Apple just received a patent that covers building Face ID into a MacBook. The facial-recognition system is not a feature of any Mac … yet. But the new patent serves as evidence that Apple is still at least considering the idea of replacing Touch ID with Face ID in its notebook line.
Face ID for MacBook could still happen
Face ID debuted on the iPhone X in 2017, and since then it’s become standard in all high-end iOS handsets. It’s also part of the iPad Pro line, but not a single Mac laptop or desktop.
That’s still a possibility, though.

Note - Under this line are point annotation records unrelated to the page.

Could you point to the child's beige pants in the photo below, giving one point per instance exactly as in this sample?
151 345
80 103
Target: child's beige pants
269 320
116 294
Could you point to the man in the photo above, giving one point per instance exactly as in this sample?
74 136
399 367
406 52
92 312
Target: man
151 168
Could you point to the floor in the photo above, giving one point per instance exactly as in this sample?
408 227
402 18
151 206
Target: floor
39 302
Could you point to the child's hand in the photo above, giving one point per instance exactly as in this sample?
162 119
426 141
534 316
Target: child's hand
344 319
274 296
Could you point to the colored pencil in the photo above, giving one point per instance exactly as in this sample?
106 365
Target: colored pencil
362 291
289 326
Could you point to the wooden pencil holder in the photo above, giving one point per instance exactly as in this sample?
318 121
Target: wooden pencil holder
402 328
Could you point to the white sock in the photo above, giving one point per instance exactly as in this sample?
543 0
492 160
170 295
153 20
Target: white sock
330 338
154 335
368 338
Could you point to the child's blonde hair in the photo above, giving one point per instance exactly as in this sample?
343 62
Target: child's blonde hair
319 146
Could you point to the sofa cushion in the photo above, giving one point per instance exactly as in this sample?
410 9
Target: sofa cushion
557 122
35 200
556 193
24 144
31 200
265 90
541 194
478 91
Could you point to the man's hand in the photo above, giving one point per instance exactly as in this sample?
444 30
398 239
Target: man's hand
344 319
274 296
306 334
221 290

Back in 2019, Apple filed for a patent on a “Light Recognition Module for Determining a User of a Computing Device.” This is clearly meant to cover Face ID for MacBooks. On Wednesday, it received approval for that patent.
Apple’s new patent covers “a light pattern recognition module that is capable of emitting a predetermined pattern of light at the user, and subsequently detecting a pattern of light that is reflected by the user for authenticating the user.” That’s exactly how Face ID works on iPhone and iPad.
This patent proves Apple investigated adding Face ID to Mac laptops. But it’s not proof that the feature is definitely coming. The company regularly patents ideas that never show up in shipping products.
So where is Face ID for Mac?
The 2021 MacBook Pro came with a controversial feature: a screen cutout. The iPhone got its own screen cutout (aka the notch) at the same time as Face ID support was added, but the notebook did not get the biometric security system. The 2023 update to the MacBook Pro also still depends on Touch ID.
Given that all the components are there, it’s not clear why macOS notebooks don’t have facial recognition, especially as Apple points out that Face ID is 20 times safer than Touch ID. Perhaps the screen section of MacBooks is too thin for the necessary facial scanners.